Moreover, the economic pitfall caused by the COVID-19 pandemic aggravated this long-standing challenge for developing countries to even consider sustainable development as a quid pro quo to revitalise their economy. Rethinking socio-economic models that do not compromise the health of humans and of entire ecosystems have become one of the most significant political decisions, now more than ever.
Thus, UNFSS and the Leuven Centre for Global Governance Studies (GGS) of the University of Leuven, with the support of the Research Foundation of Flanders (FWO / International Coordination Action) and the Swiss State Secretariat for Economic Affairs (SECO), joined forces to establish the Academic Advisory Council on VSS.
“The whole exercise of the Academic Advisory Council is to bring together economists, scientists, lawyers who do think about the world in a very different way but who have all the things to teach each other. These complementarities are also something we are very keen on to elicit through all the work we are doing on VSS”. – Bernard Hoekman, Professor and Director of the Global Economics at the European University Institute; and co-chair of the Academic Advisory Council.
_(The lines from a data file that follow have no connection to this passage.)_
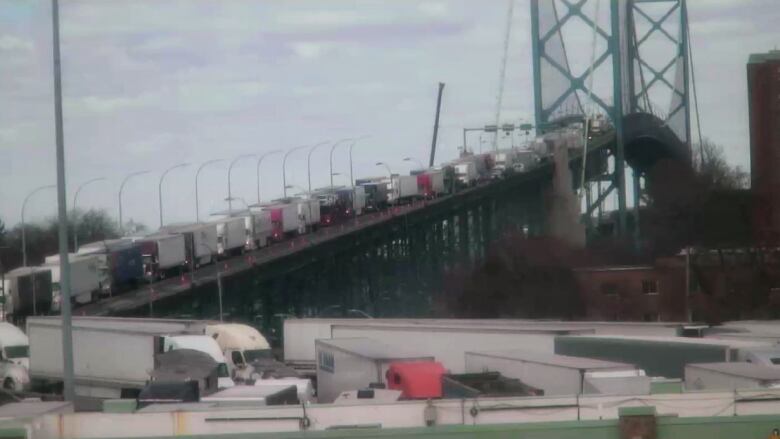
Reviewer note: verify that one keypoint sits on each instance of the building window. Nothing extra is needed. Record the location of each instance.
(609, 289)
(649, 286)
(650, 317)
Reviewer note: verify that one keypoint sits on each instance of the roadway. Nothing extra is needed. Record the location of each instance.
(207, 274)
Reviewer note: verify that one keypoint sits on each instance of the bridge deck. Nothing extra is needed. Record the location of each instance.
(287, 254)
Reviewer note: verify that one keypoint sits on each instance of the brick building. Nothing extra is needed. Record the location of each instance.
(763, 75)
(649, 293)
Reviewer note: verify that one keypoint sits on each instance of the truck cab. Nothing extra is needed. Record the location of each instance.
(241, 345)
(205, 344)
(14, 345)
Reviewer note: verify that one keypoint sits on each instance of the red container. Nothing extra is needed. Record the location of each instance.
(416, 380)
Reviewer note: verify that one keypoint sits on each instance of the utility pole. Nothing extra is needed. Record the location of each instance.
(436, 125)
(62, 208)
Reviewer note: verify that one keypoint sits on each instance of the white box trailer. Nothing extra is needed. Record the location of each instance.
(112, 356)
(299, 334)
(231, 235)
(450, 343)
(200, 241)
(162, 253)
(85, 276)
(27, 291)
(731, 376)
(258, 227)
(404, 188)
(358, 199)
(560, 374)
(309, 211)
(354, 363)
(466, 172)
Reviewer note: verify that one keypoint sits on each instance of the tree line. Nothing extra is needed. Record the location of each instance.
(43, 237)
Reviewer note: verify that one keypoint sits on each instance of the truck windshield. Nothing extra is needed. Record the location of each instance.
(257, 354)
(21, 351)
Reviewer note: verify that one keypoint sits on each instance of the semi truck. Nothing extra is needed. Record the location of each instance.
(113, 357)
(430, 183)
(561, 374)
(309, 213)
(121, 263)
(231, 235)
(658, 356)
(84, 277)
(27, 291)
(284, 219)
(200, 241)
(163, 254)
(731, 376)
(404, 189)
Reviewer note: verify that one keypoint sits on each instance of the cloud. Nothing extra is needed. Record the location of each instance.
(312, 50)
(104, 104)
(434, 9)
(10, 43)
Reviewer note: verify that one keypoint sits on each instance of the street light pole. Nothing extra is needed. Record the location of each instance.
(121, 188)
(308, 161)
(389, 171)
(333, 148)
(24, 227)
(76, 215)
(159, 186)
(62, 211)
(352, 145)
(230, 171)
(412, 159)
(284, 166)
(259, 161)
(197, 173)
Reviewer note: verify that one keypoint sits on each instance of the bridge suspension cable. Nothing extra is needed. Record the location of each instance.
(590, 104)
(502, 69)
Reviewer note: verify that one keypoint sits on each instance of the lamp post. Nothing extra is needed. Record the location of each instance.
(24, 206)
(121, 188)
(284, 166)
(75, 214)
(412, 159)
(197, 173)
(333, 148)
(159, 186)
(308, 161)
(230, 171)
(308, 197)
(352, 145)
(259, 161)
(389, 171)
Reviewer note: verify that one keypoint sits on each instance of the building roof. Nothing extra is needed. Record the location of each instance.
(581, 363)
(680, 340)
(740, 369)
(759, 58)
(371, 349)
(31, 409)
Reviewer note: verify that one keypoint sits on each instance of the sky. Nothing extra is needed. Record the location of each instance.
(149, 84)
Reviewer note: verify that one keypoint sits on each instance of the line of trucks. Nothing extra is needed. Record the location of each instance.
(110, 267)
(122, 357)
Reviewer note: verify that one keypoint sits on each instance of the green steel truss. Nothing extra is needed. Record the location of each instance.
(634, 76)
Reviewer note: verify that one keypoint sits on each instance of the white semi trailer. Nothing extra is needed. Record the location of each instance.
(561, 374)
(113, 357)
(85, 277)
(438, 335)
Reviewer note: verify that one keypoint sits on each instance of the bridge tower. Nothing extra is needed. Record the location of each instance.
(643, 68)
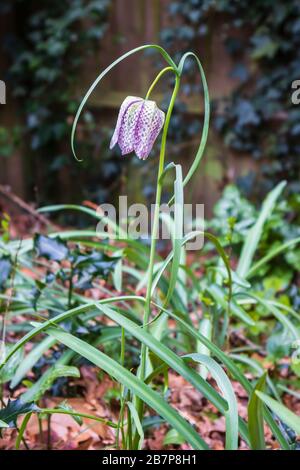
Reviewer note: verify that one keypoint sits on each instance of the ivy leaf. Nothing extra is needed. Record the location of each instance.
(51, 248)
(35, 392)
(15, 408)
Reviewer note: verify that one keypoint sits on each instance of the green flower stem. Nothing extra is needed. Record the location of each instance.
(161, 73)
(144, 349)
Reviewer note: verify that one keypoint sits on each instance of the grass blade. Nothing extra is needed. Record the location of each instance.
(286, 415)
(256, 416)
(126, 378)
(231, 416)
(255, 233)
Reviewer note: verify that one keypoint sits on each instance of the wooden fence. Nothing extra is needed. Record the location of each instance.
(132, 23)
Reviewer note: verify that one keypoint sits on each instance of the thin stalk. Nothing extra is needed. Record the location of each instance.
(144, 349)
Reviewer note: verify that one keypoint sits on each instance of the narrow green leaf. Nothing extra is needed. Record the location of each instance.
(231, 416)
(221, 298)
(45, 382)
(286, 415)
(255, 233)
(130, 381)
(137, 423)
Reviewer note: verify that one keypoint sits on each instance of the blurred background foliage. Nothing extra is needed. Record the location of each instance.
(47, 45)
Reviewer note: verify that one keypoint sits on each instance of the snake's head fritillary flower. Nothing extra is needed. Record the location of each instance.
(138, 125)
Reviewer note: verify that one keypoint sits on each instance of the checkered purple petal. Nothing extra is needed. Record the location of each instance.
(122, 119)
(150, 124)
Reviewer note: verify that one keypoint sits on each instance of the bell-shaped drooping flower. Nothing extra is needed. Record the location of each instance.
(138, 125)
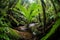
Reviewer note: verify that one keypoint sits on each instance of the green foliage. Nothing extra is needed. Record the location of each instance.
(9, 34)
(53, 29)
(28, 13)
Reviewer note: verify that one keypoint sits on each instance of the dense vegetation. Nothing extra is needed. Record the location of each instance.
(29, 19)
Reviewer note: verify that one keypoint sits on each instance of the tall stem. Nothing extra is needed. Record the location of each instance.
(44, 16)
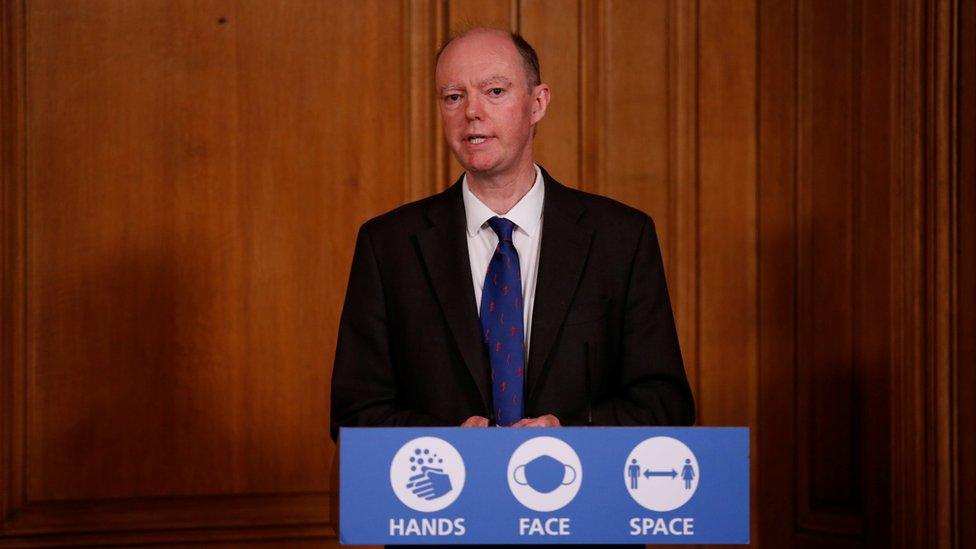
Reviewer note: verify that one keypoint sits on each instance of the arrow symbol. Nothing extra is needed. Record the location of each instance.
(672, 473)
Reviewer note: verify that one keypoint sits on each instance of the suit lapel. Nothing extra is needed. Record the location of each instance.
(445, 253)
(563, 251)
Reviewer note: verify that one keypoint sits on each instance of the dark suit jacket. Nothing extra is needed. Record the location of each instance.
(603, 348)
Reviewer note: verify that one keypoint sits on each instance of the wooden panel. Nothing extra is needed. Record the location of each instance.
(727, 213)
(776, 438)
(636, 124)
(545, 23)
(826, 295)
(193, 184)
(826, 196)
(965, 382)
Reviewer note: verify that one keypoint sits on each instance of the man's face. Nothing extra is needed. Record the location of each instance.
(486, 107)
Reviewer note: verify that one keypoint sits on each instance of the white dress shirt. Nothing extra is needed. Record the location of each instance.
(482, 240)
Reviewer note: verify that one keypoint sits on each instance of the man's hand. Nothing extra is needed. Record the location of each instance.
(547, 420)
(475, 421)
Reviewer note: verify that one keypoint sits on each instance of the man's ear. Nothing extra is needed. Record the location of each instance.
(540, 102)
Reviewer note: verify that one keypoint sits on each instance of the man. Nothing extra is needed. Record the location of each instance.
(508, 299)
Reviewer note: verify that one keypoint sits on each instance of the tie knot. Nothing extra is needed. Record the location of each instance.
(502, 227)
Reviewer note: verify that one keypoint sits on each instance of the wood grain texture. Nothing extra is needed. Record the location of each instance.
(964, 489)
(183, 181)
(545, 23)
(727, 213)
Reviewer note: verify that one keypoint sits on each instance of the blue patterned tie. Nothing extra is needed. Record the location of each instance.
(501, 322)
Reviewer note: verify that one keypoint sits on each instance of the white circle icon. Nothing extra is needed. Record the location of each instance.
(544, 474)
(427, 474)
(661, 474)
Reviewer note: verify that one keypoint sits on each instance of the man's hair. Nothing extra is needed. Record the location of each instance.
(530, 60)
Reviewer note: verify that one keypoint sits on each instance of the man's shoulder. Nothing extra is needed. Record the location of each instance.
(409, 217)
(598, 210)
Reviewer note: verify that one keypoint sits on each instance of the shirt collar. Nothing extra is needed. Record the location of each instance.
(526, 214)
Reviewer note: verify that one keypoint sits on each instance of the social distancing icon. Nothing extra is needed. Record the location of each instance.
(661, 474)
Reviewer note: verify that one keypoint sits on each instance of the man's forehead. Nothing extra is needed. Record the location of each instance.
(479, 55)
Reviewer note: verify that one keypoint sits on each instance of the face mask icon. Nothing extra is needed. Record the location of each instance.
(544, 474)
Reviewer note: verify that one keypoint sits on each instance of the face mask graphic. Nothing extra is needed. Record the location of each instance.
(544, 474)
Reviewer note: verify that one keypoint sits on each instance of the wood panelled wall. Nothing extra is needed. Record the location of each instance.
(183, 181)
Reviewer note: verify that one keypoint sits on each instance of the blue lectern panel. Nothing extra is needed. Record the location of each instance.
(564, 485)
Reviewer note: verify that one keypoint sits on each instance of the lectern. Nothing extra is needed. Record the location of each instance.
(607, 485)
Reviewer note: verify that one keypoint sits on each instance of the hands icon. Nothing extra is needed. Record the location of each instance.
(431, 483)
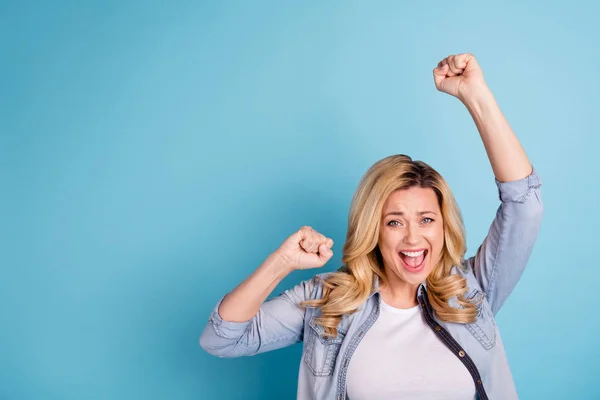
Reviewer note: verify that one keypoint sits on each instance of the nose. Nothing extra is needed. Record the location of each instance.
(411, 236)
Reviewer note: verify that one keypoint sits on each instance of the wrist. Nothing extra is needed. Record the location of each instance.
(280, 265)
(478, 99)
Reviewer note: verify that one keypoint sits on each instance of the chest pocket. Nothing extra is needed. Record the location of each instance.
(484, 328)
(320, 353)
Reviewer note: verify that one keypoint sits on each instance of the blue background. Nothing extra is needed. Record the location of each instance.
(153, 154)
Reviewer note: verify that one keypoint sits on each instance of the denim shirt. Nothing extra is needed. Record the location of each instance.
(491, 274)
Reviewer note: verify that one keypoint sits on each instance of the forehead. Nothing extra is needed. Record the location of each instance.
(412, 200)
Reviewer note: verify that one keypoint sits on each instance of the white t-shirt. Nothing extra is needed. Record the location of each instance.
(400, 357)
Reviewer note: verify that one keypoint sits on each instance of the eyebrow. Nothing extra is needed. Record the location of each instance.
(402, 214)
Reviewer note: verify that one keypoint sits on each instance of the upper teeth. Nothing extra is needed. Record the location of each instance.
(413, 253)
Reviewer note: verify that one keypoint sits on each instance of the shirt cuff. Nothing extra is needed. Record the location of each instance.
(518, 190)
(227, 329)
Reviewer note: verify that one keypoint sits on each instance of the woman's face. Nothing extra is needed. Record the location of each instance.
(411, 237)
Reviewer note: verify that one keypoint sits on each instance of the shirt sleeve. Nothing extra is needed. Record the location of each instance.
(278, 323)
(501, 259)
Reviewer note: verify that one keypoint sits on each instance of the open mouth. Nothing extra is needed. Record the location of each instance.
(413, 261)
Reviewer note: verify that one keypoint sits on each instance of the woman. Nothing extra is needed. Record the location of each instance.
(407, 316)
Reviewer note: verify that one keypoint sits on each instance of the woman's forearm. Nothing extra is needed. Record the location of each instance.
(245, 300)
(507, 157)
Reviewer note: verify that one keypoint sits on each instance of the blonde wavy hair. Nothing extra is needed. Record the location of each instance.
(345, 290)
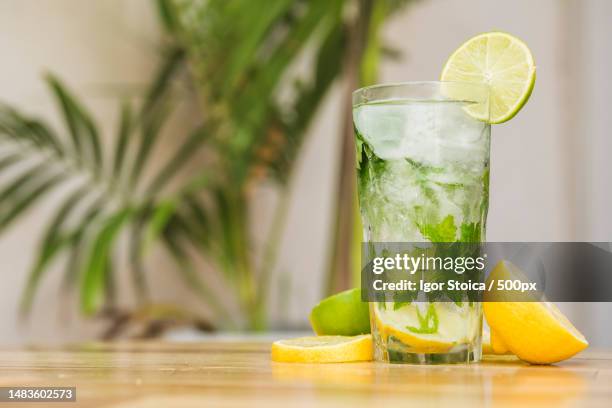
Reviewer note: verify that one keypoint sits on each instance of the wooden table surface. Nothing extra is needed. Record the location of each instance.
(234, 374)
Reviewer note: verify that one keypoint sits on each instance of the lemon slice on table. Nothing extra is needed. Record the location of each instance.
(447, 328)
(501, 61)
(323, 349)
(491, 344)
(535, 331)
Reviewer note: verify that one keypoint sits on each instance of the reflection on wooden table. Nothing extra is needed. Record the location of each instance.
(215, 374)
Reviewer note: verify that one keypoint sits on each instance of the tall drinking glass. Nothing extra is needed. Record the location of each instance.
(423, 176)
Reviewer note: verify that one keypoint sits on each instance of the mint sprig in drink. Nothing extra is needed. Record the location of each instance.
(423, 176)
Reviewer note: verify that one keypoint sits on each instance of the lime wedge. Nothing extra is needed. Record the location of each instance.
(342, 314)
(501, 61)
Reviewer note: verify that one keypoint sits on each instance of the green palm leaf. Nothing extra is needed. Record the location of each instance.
(82, 129)
(53, 242)
(94, 278)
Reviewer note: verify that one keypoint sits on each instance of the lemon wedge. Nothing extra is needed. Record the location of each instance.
(323, 349)
(535, 331)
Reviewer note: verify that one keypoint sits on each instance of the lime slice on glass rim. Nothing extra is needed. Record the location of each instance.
(501, 61)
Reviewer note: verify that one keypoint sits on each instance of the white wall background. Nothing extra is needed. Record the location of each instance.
(550, 178)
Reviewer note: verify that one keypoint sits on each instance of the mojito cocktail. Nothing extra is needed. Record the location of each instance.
(423, 175)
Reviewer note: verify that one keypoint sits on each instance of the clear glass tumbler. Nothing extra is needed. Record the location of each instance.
(423, 176)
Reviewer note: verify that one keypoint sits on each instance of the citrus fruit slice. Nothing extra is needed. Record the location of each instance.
(436, 329)
(535, 331)
(342, 314)
(323, 349)
(501, 61)
(491, 344)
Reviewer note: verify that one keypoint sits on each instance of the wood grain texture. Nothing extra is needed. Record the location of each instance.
(237, 374)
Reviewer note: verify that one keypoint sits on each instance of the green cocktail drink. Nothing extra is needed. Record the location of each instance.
(423, 175)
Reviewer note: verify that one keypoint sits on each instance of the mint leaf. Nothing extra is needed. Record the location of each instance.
(445, 231)
(429, 323)
(470, 232)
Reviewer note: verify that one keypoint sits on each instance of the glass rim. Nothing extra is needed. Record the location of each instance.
(470, 92)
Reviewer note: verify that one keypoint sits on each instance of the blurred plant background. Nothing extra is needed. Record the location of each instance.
(190, 162)
(255, 107)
Connecting Academic Experts with Policy Makers
The Academic Advisory Council (AAC) is a multi-disciplinary academic expert exchange platform that brings together the knowledge and different theoretical approaches of VSS and their impact on developing countries. The AAC is established to function as a think-tank which is composed of renowned academic experts from around the globe with a wide variety of academic backgrounds, ranging from public international law, global governance, international political economy, economics and public management, to human rights and sustainability studies. This type of multi-disciplinary approach reflects the implicit knowledge of the complexity and multi-faceted nature of analyzing VSS effectiveness and the challenges associated therewith.
The scientific objective of the AAC is to understand the effectiveness of VSS and the determinants of their effectiveness. Currently, different disciplines approach questions related to the effectiveness of VSS from different angles. The AAC’s objective is to bring these different perspectives into one overarching network on the effectiveness of VSS, thus contributing to a comprehensive understanding of VSS effectiveness.
The first annual AAC meeting was held virtually on 25 June 2020 with over 25 renowned VSS academic experts participating from within Europe, as well as from the United States, Mexico, Brazil, India, Singapore, South Africa and Japan. The discussion was also of interest to the AAC observers representing the World Trade Organization (WTO), State Secretariat for Economic Affairs (SECO), ISEAL Alliance and the International Organization for Standardization (ISO). During this occasion, the AAC members presented a wide array of their work related to the multi-disciplinary approaches of VSS. The draft of the 4th UNFSS Flagship Report on “Scaling Up VSS through Sustainable Public Procurement and Trade Policy” was also presented and discussed during this meeting. You may download the summary report here.
Among other global challenges, the COVID-19 pandemic emphasised the urgent need to build more sustainable and resilient societies. Governments have a crucial role to play in this perspective, and VSS can help them achieve their sustainability commitments. As a starting point, the 4th UNFSS Flagship Report explores the role of governments as potential drivers to facilitate the use of VSS. This report will be launched during the fall of 2020.